State of the Union 2023: von der Leyen Caves in to Agro-Industry Pressure

13 Sep 2023 | English

Today, European Commission President, Ursula von der Leyen, delivered her annual State of the Union speech to the European Parliament in Strasbourg.

Civil society had been long awaiting this speech, as attacks against the EU Green Deal intensified over the last months with conservative political groups and industry lobbies going on a crusade against any EU green policy.

Slow Food welcomes von der Leyen’s acknowledgment of farmers’ hard work to provide the EU with food, and her emphasis on the key role played by biodiversity and ecosystem services to our very survival. Yet, we are highly concerned about the complete absence of any mention about the transition to sustainable food systems which is a major contributor to climate change, the public health and biodiversity crises, and which is failing citizens and farmers alike.

Madeleine Coste, Director of Advocacy at Slow Food, comments: “We can no longer accept that the future of the EU Green Deal and the much-needed transition towards sustainable food systems, which will ensure Europe’s long-term food security, depend on political parties’ agenda and private vested interests.”

While the EU Commission’s letter of intent mentions that the measures listed will be ‘detailed and complemented’ in the 2024 work program, we can only worry about the fate of the EU Farm to Fork.

In her address to the European Parliament, Mrs. von der Leyen announced her intention to “launch a strategic dialogue on the future of agriculture in the EU”. Unlike what happened with the EU’s failed Common Agricultural Policy, this dialogue must include small-scale farmers and civil society on an equal footing to all other stakeholders.

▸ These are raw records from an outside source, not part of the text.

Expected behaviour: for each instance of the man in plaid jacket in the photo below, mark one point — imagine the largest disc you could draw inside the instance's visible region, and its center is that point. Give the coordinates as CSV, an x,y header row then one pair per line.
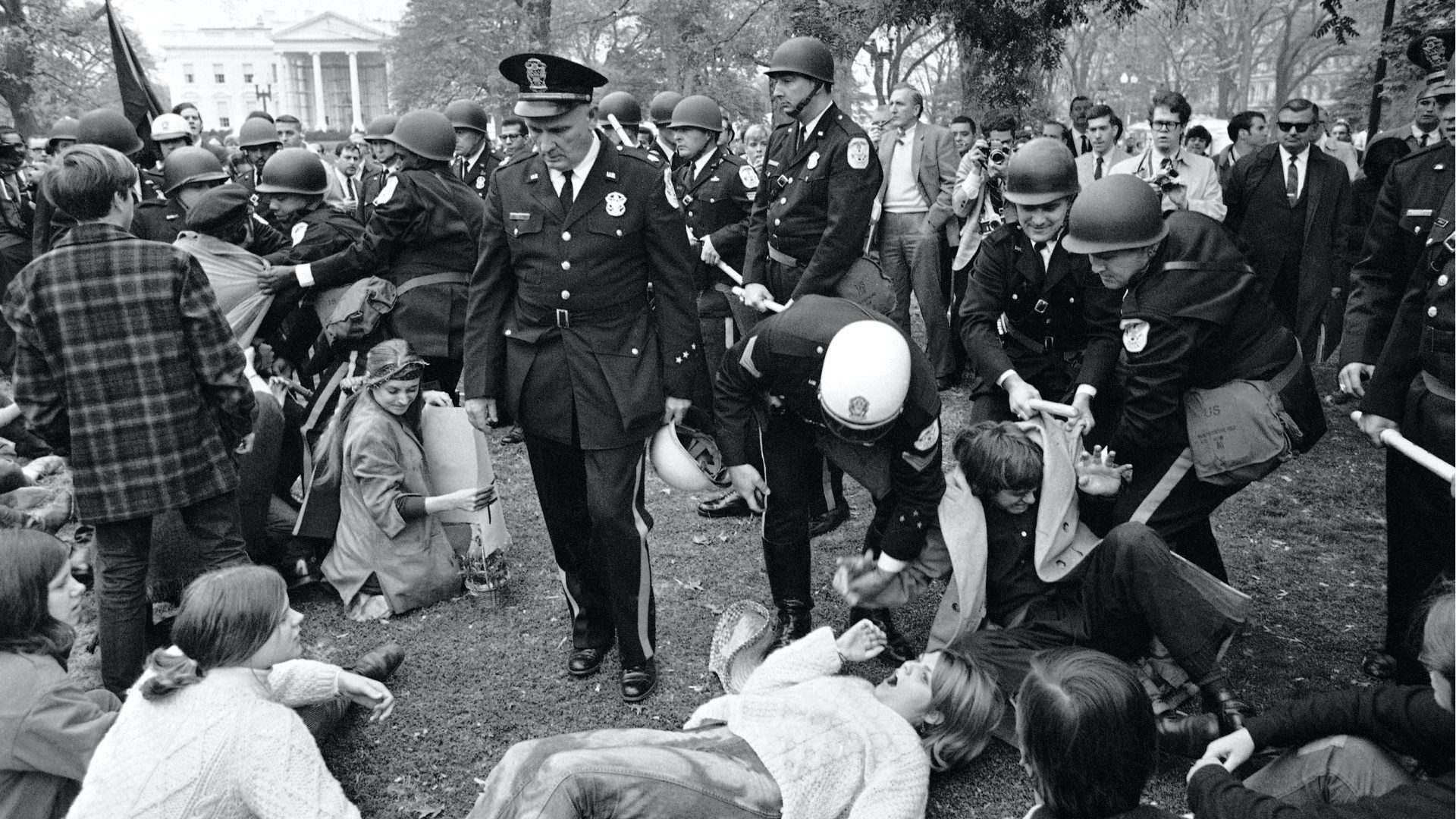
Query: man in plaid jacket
x,y
126,363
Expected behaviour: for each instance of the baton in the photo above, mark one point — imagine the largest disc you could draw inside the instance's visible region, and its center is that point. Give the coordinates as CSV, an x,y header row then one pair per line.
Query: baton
x,y
1405,447
769,303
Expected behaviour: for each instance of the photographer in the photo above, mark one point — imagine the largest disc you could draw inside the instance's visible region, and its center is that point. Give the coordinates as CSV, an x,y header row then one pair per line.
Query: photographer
x,y
1184,180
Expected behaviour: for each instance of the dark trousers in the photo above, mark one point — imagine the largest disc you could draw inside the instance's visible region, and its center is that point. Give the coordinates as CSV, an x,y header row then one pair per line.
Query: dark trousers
x,y
1123,595
598,521
1420,528
124,553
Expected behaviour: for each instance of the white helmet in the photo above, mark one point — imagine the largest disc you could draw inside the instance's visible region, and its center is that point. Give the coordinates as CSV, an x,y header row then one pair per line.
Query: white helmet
x,y
171,127
865,379
686,455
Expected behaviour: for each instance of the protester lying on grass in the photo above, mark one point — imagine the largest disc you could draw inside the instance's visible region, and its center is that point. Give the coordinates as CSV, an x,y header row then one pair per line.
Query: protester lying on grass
x,y
1087,736
801,741
1343,748
49,726
391,553
210,730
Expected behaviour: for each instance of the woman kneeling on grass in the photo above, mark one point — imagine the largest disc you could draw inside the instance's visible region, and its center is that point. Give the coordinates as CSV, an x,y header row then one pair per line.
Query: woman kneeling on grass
x,y
49,726
800,742
209,729
391,553
1343,761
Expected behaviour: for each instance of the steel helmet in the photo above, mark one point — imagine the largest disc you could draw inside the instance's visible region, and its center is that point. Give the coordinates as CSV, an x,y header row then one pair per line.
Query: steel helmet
x,y
294,171
686,457
663,105
256,133
190,164
64,129
171,127
865,379
107,127
1040,172
622,105
698,111
802,55
381,127
1114,213
425,133
468,114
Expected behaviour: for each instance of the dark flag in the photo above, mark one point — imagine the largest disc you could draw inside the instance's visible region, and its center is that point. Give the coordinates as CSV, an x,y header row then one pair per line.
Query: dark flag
x,y
137,99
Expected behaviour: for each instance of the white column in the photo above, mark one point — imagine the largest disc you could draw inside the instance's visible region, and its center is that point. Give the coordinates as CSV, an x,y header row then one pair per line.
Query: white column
x,y
321,118
354,91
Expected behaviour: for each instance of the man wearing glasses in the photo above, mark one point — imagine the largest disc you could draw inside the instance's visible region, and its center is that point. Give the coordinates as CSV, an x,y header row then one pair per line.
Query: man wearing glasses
x,y
1184,180
1291,205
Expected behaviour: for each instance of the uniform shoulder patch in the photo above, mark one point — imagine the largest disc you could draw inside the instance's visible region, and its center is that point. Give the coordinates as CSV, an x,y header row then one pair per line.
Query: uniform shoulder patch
x,y
1134,334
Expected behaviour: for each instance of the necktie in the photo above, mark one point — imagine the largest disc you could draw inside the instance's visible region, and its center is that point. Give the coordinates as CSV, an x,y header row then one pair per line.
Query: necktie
x,y
566,194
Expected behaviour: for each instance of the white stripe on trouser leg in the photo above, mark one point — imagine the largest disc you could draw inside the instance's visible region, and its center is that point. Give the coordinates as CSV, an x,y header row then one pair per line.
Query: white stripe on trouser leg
x,y
1164,487
644,561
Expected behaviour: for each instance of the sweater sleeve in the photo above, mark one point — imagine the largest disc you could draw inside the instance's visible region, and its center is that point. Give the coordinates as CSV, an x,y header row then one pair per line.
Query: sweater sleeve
x,y
804,659
303,682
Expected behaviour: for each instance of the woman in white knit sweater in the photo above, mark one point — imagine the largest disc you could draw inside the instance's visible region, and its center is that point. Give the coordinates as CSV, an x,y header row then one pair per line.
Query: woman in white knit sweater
x,y
209,730
800,742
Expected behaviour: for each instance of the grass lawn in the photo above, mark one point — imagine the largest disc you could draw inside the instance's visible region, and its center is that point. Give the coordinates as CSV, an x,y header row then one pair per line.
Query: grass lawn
x,y
1307,544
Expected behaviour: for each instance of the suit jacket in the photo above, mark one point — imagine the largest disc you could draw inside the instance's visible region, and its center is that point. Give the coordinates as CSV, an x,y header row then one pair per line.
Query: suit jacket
x,y
1326,238
149,404
934,161
571,289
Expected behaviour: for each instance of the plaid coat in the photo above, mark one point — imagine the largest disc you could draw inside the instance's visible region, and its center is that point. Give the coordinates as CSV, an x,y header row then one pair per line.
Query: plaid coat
x,y
126,362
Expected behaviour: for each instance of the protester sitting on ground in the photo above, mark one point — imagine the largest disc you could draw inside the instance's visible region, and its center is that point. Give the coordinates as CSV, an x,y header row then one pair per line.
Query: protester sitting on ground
x,y
1345,746
1087,736
210,726
801,741
1022,560
49,726
391,553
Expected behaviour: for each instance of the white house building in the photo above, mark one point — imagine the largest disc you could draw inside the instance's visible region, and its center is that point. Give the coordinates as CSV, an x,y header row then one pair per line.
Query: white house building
x,y
328,71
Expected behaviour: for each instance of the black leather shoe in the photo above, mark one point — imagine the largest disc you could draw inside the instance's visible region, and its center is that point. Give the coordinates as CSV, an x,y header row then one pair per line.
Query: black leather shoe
x,y
830,521
1187,736
727,504
638,681
584,662
381,664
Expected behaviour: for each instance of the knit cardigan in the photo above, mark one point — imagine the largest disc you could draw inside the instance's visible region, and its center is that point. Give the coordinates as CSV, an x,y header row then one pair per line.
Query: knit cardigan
x,y
832,748
226,748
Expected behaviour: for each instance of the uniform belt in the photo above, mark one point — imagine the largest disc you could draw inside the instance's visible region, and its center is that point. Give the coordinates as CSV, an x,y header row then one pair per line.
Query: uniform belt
x,y
783,259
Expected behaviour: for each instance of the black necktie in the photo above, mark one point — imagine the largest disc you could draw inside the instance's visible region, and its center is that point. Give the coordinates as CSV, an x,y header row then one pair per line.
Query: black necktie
x,y
566,194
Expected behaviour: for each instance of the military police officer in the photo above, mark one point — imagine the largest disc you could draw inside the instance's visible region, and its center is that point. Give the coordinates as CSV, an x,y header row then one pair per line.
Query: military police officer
x,y
561,333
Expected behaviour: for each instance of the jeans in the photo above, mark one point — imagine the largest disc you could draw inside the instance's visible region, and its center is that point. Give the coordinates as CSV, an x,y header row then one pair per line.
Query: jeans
x,y
1334,770
639,773
123,557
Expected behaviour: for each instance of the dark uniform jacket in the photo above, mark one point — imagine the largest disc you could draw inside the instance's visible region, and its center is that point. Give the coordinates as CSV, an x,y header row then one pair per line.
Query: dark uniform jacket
x,y
147,404
783,357
814,203
571,290
715,205
1408,205
425,222
1199,318
1065,319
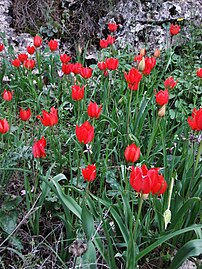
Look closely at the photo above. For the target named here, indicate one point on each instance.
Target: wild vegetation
(100, 165)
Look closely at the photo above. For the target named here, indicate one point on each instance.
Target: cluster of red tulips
(142, 179)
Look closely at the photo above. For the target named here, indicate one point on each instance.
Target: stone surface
(147, 22)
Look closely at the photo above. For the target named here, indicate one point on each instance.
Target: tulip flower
(30, 49)
(89, 173)
(174, 29)
(53, 44)
(162, 97)
(37, 41)
(94, 110)
(112, 27)
(147, 181)
(85, 133)
(112, 63)
(38, 148)
(170, 83)
(1, 46)
(16, 62)
(102, 65)
(143, 52)
(103, 43)
(195, 121)
(133, 78)
(76, 68)
(150, 63)
(25, 114)
(7, 95)
(4, 126)
(49, 119)
(29, 64)
(77, 92)
(132, 153)
(64, 58)
(199, 72)
(22, 57)
(157, 53)
(67, 69)
(138, 58)
(111, 39)
(86, 72)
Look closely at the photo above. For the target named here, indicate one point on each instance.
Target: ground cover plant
(101, 164)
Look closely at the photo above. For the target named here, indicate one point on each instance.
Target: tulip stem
(131, 260)
(129, 110)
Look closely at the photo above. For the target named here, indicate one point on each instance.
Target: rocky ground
(141, 22)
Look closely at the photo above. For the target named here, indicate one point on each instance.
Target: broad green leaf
(87, 221)
(67, 201)
(164, 239)
(191, 248)
(89, 258)
(167, 217)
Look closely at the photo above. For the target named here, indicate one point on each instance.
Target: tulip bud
(157, 53)
(145, 196)
(141, 65)
(143, 52)
(162, 111)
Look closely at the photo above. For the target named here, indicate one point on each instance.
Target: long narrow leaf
(191, 248)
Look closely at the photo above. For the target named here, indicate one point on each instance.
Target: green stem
(129, 113)
(198, 156)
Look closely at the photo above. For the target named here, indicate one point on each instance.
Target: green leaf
(8, 221)
(191, 248)
(166, 238)
(89, 258)
(167, 217)
(87, 221)
(67, 201)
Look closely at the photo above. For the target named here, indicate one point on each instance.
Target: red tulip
(138, 58)
(67, 69)
(4, 126)
(64, 58)
(195, 121)
(29, 64)
(76, 68)
(147, 181)
(112, 63)
(86, 72)
(38, 148)
(1, 46)
(22, 57)
(37, 41)
(150, 63)
(112, 27)
(170, 83)
(162, 97)
(53, 44)
(103, 43)
(16, 62)
(85, 133)
(132, 153)
(77, 92)
(199, 72)
(89, 173)
(94, 110)
(133, 78)
(49, 119)
(102, 65)
(25, 114)
(111, 39)
(7, 95)
(174, 29)
(30, 49)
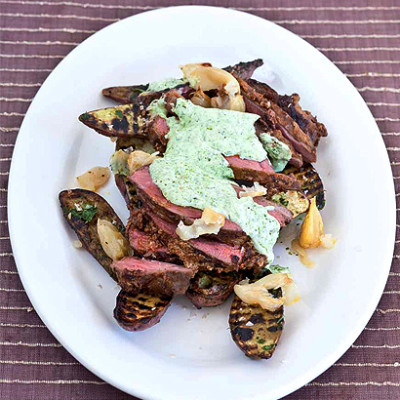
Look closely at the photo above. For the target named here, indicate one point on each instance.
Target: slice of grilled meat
(255, 331)
(138, 274)
(82, 208)
(137, 312)
(310, 181)
(208, 289)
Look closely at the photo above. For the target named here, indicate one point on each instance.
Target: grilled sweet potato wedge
(255, 331)
(119, 121)
(124, 94)
(137, 312)
(132, 312)
(129, 94)
(82, 208)
(210, 289)
(311, 183)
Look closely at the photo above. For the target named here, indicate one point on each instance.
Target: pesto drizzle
(164, 84)
(194, 173)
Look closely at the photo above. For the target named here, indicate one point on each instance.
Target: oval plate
(190, 354)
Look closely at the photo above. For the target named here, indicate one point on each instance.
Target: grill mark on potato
(311, 183)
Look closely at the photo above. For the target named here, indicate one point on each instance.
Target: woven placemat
(362, 38)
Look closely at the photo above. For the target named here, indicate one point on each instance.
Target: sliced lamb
(150, 193)
(147, 245)
(226, 254)
(135, 274)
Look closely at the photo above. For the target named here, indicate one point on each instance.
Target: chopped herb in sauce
(86, 212)
(194, 172)
(119, 114)
(85, 116)
(164, 84)
(268, 347)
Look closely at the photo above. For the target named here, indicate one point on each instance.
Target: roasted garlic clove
(113, 242)
(257, 293)
(312, 228)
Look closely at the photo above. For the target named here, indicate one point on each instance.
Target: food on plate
(256, 330)
(94, 179)
(212, 166)
(140, 311)
(82, 210)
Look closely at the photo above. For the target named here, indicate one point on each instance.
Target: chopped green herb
(268, 347)
(119, 114)
(86, 214)
(279, 269)
(85, 117)
(284, 202)
(205, 282)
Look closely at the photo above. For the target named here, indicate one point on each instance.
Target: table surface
(361, 37)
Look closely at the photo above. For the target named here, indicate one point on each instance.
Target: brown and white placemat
(361, 37)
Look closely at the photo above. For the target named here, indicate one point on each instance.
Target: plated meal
(212, 166)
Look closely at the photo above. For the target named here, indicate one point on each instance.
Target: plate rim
(304, 378)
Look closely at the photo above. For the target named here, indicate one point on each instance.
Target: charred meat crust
(137, 312)
(138, 274)
(310, 181)
(202, 254)
(87, 231)
(209, 289)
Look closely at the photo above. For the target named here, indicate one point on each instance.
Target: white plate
(190, 354)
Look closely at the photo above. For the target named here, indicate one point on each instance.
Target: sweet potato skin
(211, 289)
(87, 231)
(137, 312)
(254, 330)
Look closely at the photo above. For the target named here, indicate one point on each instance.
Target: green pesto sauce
(279, 153)
(164, 84)
(193, 171)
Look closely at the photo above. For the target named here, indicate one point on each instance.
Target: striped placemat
(361, 37)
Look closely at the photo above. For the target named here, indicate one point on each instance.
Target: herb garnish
(86, 214)
(268, 347)
(85, 117)
(119, 114)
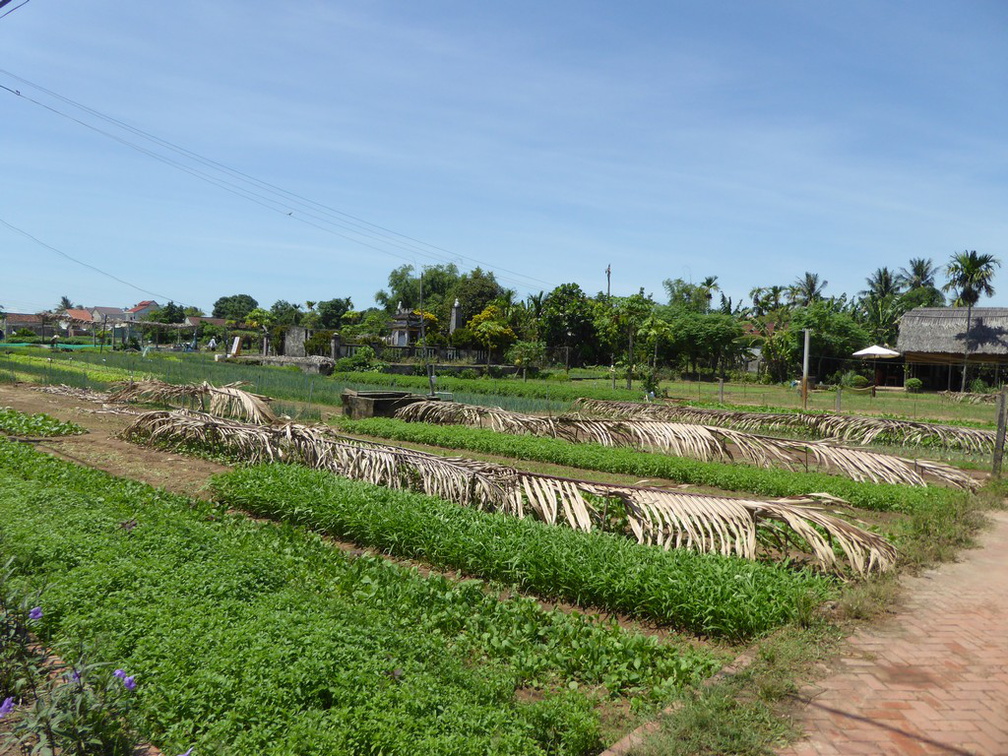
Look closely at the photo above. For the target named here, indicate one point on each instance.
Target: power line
(269, 196)
(107, 274)
(5, 2)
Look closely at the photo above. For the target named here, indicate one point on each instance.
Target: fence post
(999, 441)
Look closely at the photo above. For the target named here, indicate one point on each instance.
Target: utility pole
(804, 372)
(427, 367)
(609, 301)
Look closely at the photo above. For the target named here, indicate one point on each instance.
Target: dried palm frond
(225, 401)
(848, 428)
(655, 516)
(706, 443)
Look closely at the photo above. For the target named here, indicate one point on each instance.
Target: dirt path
(930, 679)
(101, 449)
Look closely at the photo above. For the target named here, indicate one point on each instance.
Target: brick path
(930, 679)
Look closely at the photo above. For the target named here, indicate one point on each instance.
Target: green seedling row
(14, 422)
(769, 483)
(255, 637)
(705, 594)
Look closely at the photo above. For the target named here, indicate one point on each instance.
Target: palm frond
(224, 401)
(655, 516)
(848, 428)
(705, 443)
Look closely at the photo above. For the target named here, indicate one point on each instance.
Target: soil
(101, 448)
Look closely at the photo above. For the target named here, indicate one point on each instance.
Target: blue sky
(542, 140)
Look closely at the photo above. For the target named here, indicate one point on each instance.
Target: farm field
(585, 713)
(94, 370)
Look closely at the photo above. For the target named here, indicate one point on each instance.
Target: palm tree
(706, 289)
(919, 274)
(970, 275)
(807, 288)
(881, 283)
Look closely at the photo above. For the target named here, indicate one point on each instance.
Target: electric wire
(11, 10)
(97, 269)
(269, 196)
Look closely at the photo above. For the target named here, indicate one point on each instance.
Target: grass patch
(763, 482)
(706, 594)
(251, 637)
(14, 422)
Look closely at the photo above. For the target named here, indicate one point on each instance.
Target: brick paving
(931, 678)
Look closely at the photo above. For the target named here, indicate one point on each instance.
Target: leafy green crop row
(743, 478)
(558, 390)
(707, 594)
(13, 422)
(252, 637)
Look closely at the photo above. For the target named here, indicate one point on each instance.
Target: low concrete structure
(358, 404)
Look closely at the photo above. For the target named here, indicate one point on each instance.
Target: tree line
(694, 329)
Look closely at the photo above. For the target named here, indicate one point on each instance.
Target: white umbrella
(875, 352)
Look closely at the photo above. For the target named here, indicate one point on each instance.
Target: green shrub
(252, 637)
(707, 594)
(979, 386)
(319, 343)
(771, 482)
(363, 359)
(851, 379)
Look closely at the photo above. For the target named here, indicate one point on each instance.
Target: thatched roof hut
(937, 336)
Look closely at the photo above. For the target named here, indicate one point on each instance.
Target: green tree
(170, 312)
(368, 327)
(234, 307)
(631, 312)
(285, 312)
(331, 311)
(527, 355)
(474, 291)
(882, 283)
(404, 287)
(919, 273)
(836, 334)
(490, 330)
(970, 275)
(568, 322)
(261, 320)
(705, 337)
(683, 295)
(807, 288)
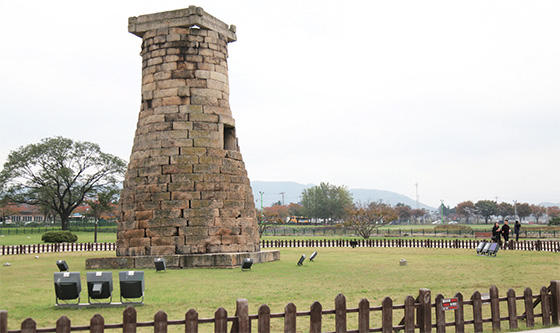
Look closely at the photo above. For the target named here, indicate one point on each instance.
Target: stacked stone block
(186, 190)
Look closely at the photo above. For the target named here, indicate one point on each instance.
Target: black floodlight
(480, 247)
(247, 263)
(300, 262)
(100, 285)
(62, 265)
(160, 264)
(313, 255)
(493, 250)
(486, 248)
(132, 285)
(67, 286)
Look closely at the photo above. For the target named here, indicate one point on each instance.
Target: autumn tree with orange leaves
(365, 217)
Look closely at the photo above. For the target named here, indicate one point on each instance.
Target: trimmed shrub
(452, 227)
(59, 236)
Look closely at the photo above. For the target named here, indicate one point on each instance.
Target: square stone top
(184, 18)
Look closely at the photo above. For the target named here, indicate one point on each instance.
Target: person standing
(496, 233)
(505, 231)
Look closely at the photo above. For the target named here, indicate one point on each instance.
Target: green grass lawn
(26, 287)
(83, 237)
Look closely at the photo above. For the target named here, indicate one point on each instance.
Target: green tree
(326, 201)
(523, 210)
(538, 211)
(505, 209)
(404, 212)
(466, 209)
(295, 209)
(364, 218)
(58, 173)
(106, 198)
(486, 208)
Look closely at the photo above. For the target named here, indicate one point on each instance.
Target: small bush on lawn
(59, 236)
(450, 227)
(554, 221)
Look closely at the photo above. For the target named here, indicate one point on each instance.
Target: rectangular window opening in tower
(229, 138)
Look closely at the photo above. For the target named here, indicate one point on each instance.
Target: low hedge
(59, 236)
(452, 227)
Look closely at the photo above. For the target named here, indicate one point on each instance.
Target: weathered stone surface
(186, 189)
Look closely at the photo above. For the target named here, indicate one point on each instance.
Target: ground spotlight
(132, 285)
(247, 263)
(160, 264)
(312, 256)
(100, 285)
(300, 262)
(480, 247)
(67, 286)
(62, 265)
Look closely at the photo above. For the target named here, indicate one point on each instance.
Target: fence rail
(526, 232)
(538, 245)
(417, 314)
(62, 247)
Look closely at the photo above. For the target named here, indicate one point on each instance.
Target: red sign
(450, 304)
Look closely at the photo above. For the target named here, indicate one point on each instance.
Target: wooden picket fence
(53, 247)
(417, 315)
(537, 245)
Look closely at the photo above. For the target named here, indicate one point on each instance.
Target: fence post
(459, 314)
(220, 320)
(191, 321)
(28, 326)
(424, 315)
(495, 308)
(387, 315)
(316, 318)
(160, 322)
(363, 316)
(289, 318)
(528, 300)
(96, 324)
(63, 325)
(440, 314)
(242, 313)
(477, 311)
(555, 291)
(129, 320)
(512, 309)
(545, 306)
(3, 321)
(340, 313)
(264, 319)
(409, 314)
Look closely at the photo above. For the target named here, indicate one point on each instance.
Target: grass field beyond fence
(26, 287)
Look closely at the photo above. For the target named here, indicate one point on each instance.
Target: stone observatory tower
(186, 190)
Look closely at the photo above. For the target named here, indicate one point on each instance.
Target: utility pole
(441, 211)
(417, 204)
(261, 192)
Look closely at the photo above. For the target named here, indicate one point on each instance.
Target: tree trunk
(64, 221)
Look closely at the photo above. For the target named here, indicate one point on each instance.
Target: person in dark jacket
(496, 233)
(505, 231)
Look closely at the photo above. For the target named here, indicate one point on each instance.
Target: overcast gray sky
(461, 97)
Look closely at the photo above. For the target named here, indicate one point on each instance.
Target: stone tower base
(179, 261)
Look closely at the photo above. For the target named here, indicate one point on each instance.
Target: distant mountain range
(288, 192)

Unlike what industry lobbies and conservative policy makers would like us to believe, Europe does not need to produce more food. But we need to produce it in a sustainable way and support farmers in their transition. In the past months, civil society has been repeatedly calling on the EU Commission to stand the course and publish key commitments of the Green Deal, such as the revision of the Animal Welfare Legislation, the EU Sustainable Food Systems Law, and demanding the EU Parliament to support the Sustainable Use of Pesticides Regulation.

We now turn to the EU Commission’s 2024 work program, in the hope that sustainable farming will feature explicitly, and that Mrs. von der Leyen will not completely yield to all agro-industry’s demands.